The American Side: Niagara Noir

If you think Niagara Falls is a romantic spot, you probably haven’t seen Niagara with Marilyn Monroe and Joseph Cotten. Hopefully, you are also unfamiliar with local P.I. Charlie Paczynski, who specializes in the sleaziest divorce cases possible. When the stripper-partner he employs for honey trap scams is rather inconveniently murdered, the Polish detective will blunder into a far-reaching conspiracy in Jenna Ricker’s The American Side (trailer here), which opens this Friday in New York.

Paczynski and “Kat” were basically running a blackmail operation, until one of her “dates” up and killed her. He liked her way more than Sam Spade liked Miles Archer, so he duly follows the clues to a suspicious character named Tom Soberin. When his chief suspect takes a swan dive off the Falls, Paczynski realizes there is a larger scheme at work. It turns out Soberin was once an employee of an experimental energy firm, whose co-founders have had a falling out. It is unclear which faction he ultimately chose, but he supposedly had an affair with Emily Chase, the younger, far less stable but much more alluring sister of Borden Chase, who largely won the corporate power struggle.

Sterling Whitmore, Borden Chase’s ostensible partner, serves up cryptic clues to Paczynski while he develops a high tech barrel sufficiently reinforced to provide safe passage over the American side of the Falls. Evidently, people have made the ill-advised trip on the more forgiving Canadian side, but not from New York. In fact, Paczinski will have no shortage of dubious sources, including a fishy FBI agent, a Serbian spook, and “the Eavesdropper.”

Side starts out as a nifty old school noir that fully capitalizes on the faded glory of its Buffalo and Niagara Falls locales. However, viewers better hold on to their hats when wildly speculative Nikola Tesla schematics enter the picture.
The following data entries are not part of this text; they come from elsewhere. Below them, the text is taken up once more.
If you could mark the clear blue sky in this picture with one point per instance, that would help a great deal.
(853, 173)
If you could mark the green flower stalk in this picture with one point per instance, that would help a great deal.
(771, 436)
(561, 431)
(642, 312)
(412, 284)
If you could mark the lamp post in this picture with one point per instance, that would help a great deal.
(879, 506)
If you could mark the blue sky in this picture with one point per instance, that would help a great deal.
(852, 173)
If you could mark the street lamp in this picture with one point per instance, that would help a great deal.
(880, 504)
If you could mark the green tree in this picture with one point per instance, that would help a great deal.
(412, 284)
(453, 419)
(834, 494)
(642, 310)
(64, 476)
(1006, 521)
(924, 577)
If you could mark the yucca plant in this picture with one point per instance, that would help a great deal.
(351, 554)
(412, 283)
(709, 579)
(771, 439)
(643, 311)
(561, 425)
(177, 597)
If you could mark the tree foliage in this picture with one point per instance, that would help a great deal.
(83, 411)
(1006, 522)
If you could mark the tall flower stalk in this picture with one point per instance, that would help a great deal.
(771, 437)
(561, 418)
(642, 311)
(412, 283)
Holy death rays, Mike Hammer. It is so crazy, it kind of works.

Co-screenwriter Greg Stuhr has the right kind of nervy presence and caustic attitude for a hardnosed antihero like Paczynski. Alicja Bachleda (so terrific in Ondine) smolders up the lens as Nikki Meeker, the Tesla expert in distress. Matthew Broderick’s Borden Chase will be nobody’s idea of a sinister heavy, but as Emily Chase, Camilla Belle is a hot mess in the grand tradition of Martha Vickers in The Big Sleep. However, nobody can out-noir Robert Forster doing his thing as Whitmore, even when Robert Vaughn and Joe Grifasi (FX the movie) pop up in cameos.
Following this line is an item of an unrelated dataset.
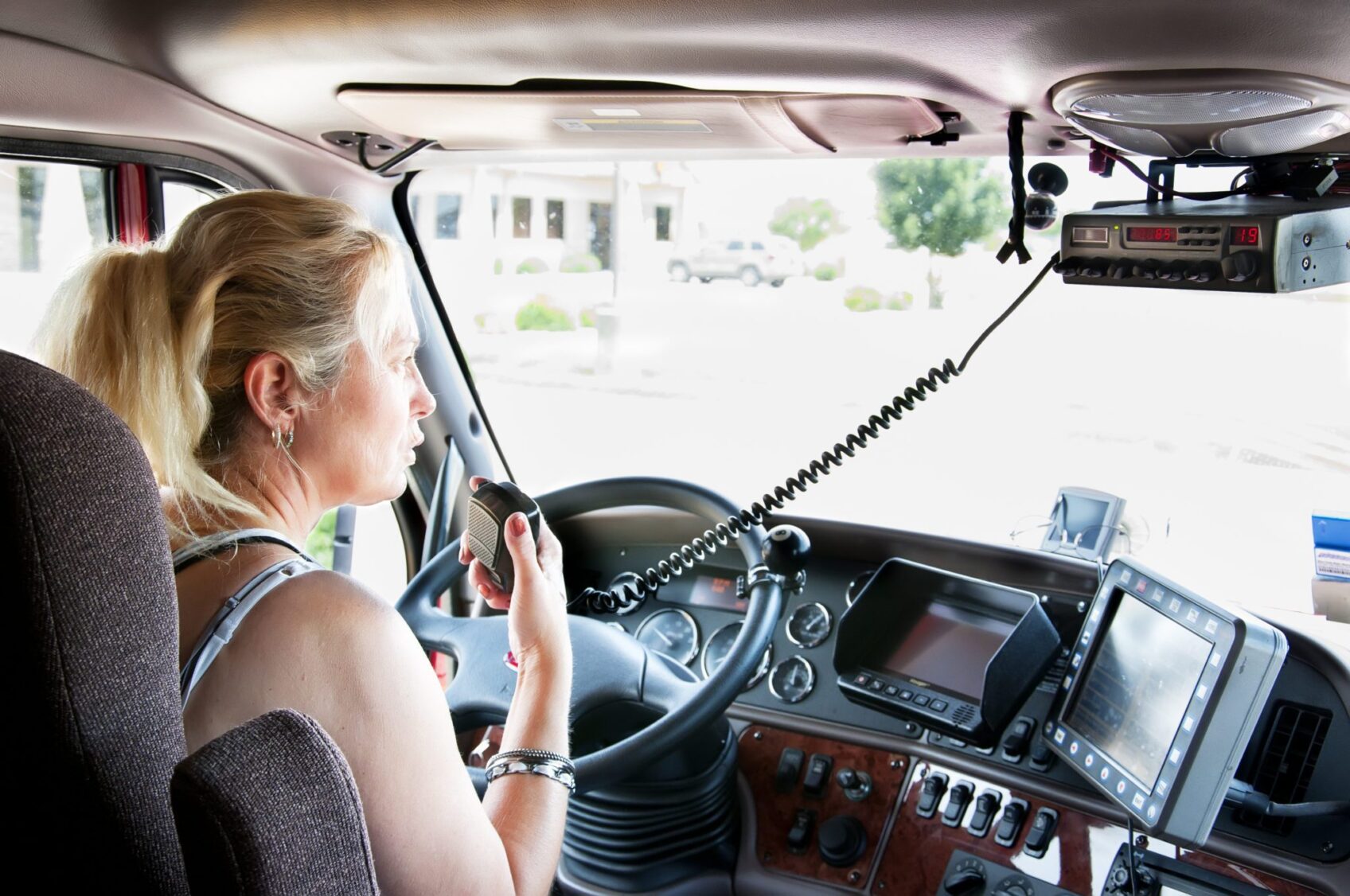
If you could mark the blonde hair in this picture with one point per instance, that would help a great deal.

Cinematographer Frank Barrera gives it all a suitably murky, noir glow, while David Shire (whose soundtrack for the original Taking of Pelham One Two Three remains a perennial collector favorite) reinforces the mood with his insinuating score. Like The Big Sleep referenced above, The American Side is a fun film, even when it doesn’t make perfect sense. Recommended for genre fans, it opens this Friday (4/29) in New York, at the IFC Center.